Слишком долго я жил в дикой чащобе человеческого стада, до того пугливого, что в испуге убегая от любого самого невинного звука, оно топчет всё живое, попадающееся под ноги. Страшнее штормового моря это человеческое стадо, несущееся сплошной волной, сбивающей и убивающей всё на своем пути. А придя в себя, все еще на трясущихся от страха ногах, трубит во всю мочь о своих победах.
Лишь совсем недавно я чувствовал себя покинутым — в двух мирах, — живом и мертвом, как лежащий в могиле, как наложивший на себя руки.
И тут пришло одиночество.
И я понял, что бесчувствие того, что я покинут, и чувство одиночества — две разные вещи. Да, одиночество отделяет меня от себе подобных, но оно — мой щит, мой гений, моя отчизна. Его блаженный голос раскрывает мне ларчики слов таящегося от меня Бытия, и каждое слово жаждет научиться говорить у меня.
Я учу их в чистой тишине, не позволяющей ни одному слову пойти вкривь, износиться ложью, пропасть пустой оболочкой в мусорных завалах жизни.
Светлая яхта на водах
Приближается апрель.
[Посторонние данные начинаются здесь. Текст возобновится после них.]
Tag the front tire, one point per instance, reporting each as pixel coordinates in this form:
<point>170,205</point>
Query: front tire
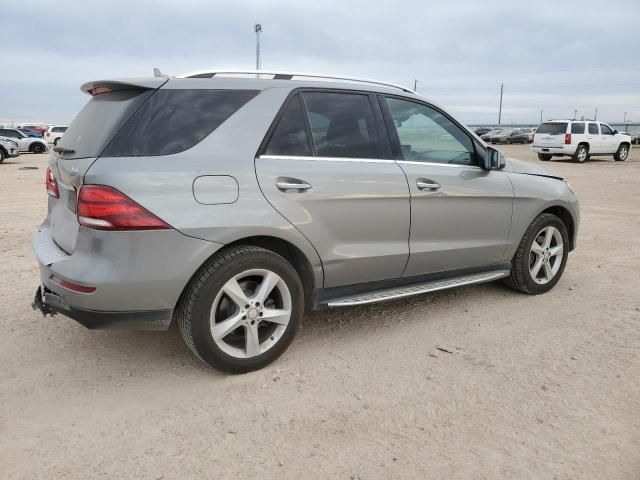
<point>622,154</point>
<point>581,154</point>
<point>541,256</point>
<point>242,309</point>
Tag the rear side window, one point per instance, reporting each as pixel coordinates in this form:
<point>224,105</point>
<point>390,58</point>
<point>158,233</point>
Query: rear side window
<point>342,125</point>
<point>577,127</point>
<point>553,128</point>
<point>290,136</point>
<point>172,121</point>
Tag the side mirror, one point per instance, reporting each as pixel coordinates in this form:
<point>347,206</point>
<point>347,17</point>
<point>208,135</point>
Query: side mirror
<point>494,159</point>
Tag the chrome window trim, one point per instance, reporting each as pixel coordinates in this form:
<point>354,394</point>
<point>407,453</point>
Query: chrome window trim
<point>325,159</point>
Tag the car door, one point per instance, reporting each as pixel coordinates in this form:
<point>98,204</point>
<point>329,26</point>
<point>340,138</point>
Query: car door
<point>323,169</point>
<point>460,213</point>
<point>608,139</point>
<point>593,137</point>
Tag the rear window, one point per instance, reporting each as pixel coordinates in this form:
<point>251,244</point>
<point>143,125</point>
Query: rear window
<point>172,121</point>
<point>552,128</point>
<point>577,127</point>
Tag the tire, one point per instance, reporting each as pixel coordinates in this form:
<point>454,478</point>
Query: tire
<point>206,297</point>
<point>622,154</point>
<point>37,148</point>
<point>524,262</point>
<point>581,154</point>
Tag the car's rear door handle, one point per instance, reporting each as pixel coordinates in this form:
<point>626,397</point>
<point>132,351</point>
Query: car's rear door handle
<point>426,184</point>
<point>292,184</point>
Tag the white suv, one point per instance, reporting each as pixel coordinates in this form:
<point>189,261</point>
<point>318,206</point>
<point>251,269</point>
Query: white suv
<point>54,134</point>
<point>580,140</point>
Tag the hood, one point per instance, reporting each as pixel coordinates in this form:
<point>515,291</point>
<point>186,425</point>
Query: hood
<point>526,168</point>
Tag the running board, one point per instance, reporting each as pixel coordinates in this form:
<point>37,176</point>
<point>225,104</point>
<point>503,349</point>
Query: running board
<point>417,289</point>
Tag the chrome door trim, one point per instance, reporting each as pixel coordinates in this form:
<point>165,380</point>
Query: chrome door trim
<point>324,159</point>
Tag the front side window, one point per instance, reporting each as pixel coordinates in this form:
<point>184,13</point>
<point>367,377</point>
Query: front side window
<point>427,135</point>
<point>577,128</point>
<point>290,136</point>
<point>342,125</point>
<point>605,129</point>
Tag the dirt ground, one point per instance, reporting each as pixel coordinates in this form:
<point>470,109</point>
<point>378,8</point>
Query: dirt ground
<point>540,387</point>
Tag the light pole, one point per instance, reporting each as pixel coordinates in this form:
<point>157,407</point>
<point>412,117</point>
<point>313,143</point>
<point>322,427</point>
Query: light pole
<point>258,29</point>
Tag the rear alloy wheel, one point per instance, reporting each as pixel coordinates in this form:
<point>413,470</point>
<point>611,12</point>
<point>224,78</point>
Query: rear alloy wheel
<point>242,310</point>
<point>37,148</point>
<point>622,154</point>
<point>581,155</point>
<point>541,256</point>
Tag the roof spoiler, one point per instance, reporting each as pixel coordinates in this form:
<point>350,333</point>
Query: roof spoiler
<point>103,86</point>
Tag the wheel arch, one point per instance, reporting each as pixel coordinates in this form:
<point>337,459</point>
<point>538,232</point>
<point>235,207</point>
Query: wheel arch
<point>567,218</point>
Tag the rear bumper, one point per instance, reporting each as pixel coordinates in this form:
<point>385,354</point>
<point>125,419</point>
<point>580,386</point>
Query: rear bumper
<point>51,304</point>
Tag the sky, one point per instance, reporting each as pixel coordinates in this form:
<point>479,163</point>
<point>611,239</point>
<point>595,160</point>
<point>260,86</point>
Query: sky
<point>555,56</point>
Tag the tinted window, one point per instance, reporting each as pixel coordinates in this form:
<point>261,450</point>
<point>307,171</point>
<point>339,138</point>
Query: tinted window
<point>342,125</point>
<point>99,120</point>
<point>426,135</point>
<point>290,136</point>
<point>172,121</point>
<point>553,128</point>
<point>577,128</point>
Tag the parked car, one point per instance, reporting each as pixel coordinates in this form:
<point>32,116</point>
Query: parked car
<point>25,143</point>
<point>30,133</point>
<point>8,149</point>
<point>231,204</point>
<point>54,134</point>
<point>579,140</point>
<point>511,136</point>
<point>482,130</point>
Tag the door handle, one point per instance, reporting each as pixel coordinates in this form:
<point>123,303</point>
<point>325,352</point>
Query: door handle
<point>424,184</point>
<point>292,185</point>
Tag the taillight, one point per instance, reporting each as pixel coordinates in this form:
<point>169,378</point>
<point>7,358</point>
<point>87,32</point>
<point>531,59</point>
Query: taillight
<point>52,185</point>
<point>105,208</point>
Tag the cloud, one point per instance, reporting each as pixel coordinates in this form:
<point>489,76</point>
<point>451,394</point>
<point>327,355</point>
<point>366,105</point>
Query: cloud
<point>550,55</point>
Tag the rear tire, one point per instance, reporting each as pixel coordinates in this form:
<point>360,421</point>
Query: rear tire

Прозрачные дали моря уже предвещают теплынь. И, приходя к морю, я вновь и вновь встречаюсь со светлой яхтой на кажущихся высокими водах. В этот поздний час она чудится буем, огоньком, отмечающим лишь место живой души в мертвом безбрежье вод. При свете дня она вставала манящим видением, причудливым кораблем, плывущим к берегу, но замершим вдали. Чудилась идущая от нее тихая музыка, силуэты женщин, гуляющих по палубе в ауре недоступности, не только внешней, но и живущей в стихии французского языка, с медной примесью латыни. И она чеканной звонкостью отлетала от их молодости, ослепительной, как их перламутровые зубы, сверкающие в широкой и вовсе не рекламной улыбке, когда они возникали на берегу мимолетными видениями, прогуливаясь мимо меня вдоль набережной.
О, светлая яхта, впервые увиденная, но уже выступающая якорем спасения, близкая к берегу, но никогда, вероятно, к нему не пристающая, ибо всегда в движении, — в противовес недвижной барке мертвых, прикованной к берегу Тибра, увиденной мной в Риме, как ядро к ноге каторжника, как мир мертвых — к миру живых. Лишь едва очерчиваемый отсвет лица любимой Лу, стоявшей рядом в те удивительные римские дни, оттеснял суицидные движения в моей душе при виде той барки.
Светлая яхта, тревожная уютная лампа — на взморье.
В потемках души, — единственная надежда на спасение.
Рвусь ли я все еще к свободе в этих бесконечных переездах? Еще бы. Но пугает, обессиливает несоответствие между рвущимся через край душевным напором и равнодушием окружающего мира в миг, когда взрыв голосов толпы, копошащейся в потемках жизни, ударяется об меня, как волны о берег.
Усугубление болезни, невозможность справиться с предающим меня телом, гонит меня, ценой невыносимых страданий — на грани неотступного страха смерти — вглубь собственного подсознания.